Het Habsburgse huis was een van de machtigste koninklijke families en regeerde eeuwenlang over onder meer Oostenrijk, Spanje, Duitsland, Italië en Portugal.
Tegenwoordig staat de dynastie vooral bekend om de zogeheten Habsburgse kin – een centenbak die het resultaat was van eeuwen van huwelijken binnen de familie om de macht en welvaart binnen het geslacht te houden.
Vooral bij de Spaanse Habsburgers stak de kin zo erg uit dat sommige familieleden niet fatsoenlijk konden eten of praten. Van de 11 huwelijken van de Habsburgers tussen 1516 en 1700 waren er maar liefst 9 tussen naaste verwanten – en dat heeft zijn sporen nagelaten.
Toen koning Karel II van Spanje in 1700 op 38-jarige leeftijd overleed, stond in de documenten over zijn autopsie dat ‘zijn hart zo groot was als een peperkorrel, zijn longen aangetast en zijn darmen verrot en aangetast door gangreen. Hij had maar een testikel, die was gitzwart, en zijn hoofd zat vol water.’

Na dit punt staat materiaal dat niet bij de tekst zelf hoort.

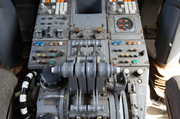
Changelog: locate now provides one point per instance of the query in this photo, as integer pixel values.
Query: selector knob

Vingers genoeg, maar geen kinderen
Naast een opvallende kin werden de Habsburgers ook geplaagd door andere inteeltgerelateerde kwalen. Zo hadden meerdere familieleden bijvoorbeeld extra vingers of tenen of een scheve rug. Bovendien hadden ze te maken met onvruchtbaarheid, miskramen en doodgeboorten.
Ondanks de vele kwalen was het Habsburgse huis van de 13e eeuw tot 1918 een van de machtigste families van Europa, totdat de laatste Habsburger abdiceerde.
In 2019 bevestigde een wetenschappelijke studie de samenhang tussen inteelt en de Habsburgse kin. De onderzoekers analyseerden 66 portretten en ontdekten een duidelijk verband tussen de omvang van inteelt en de vorm van de geportretteerde kin.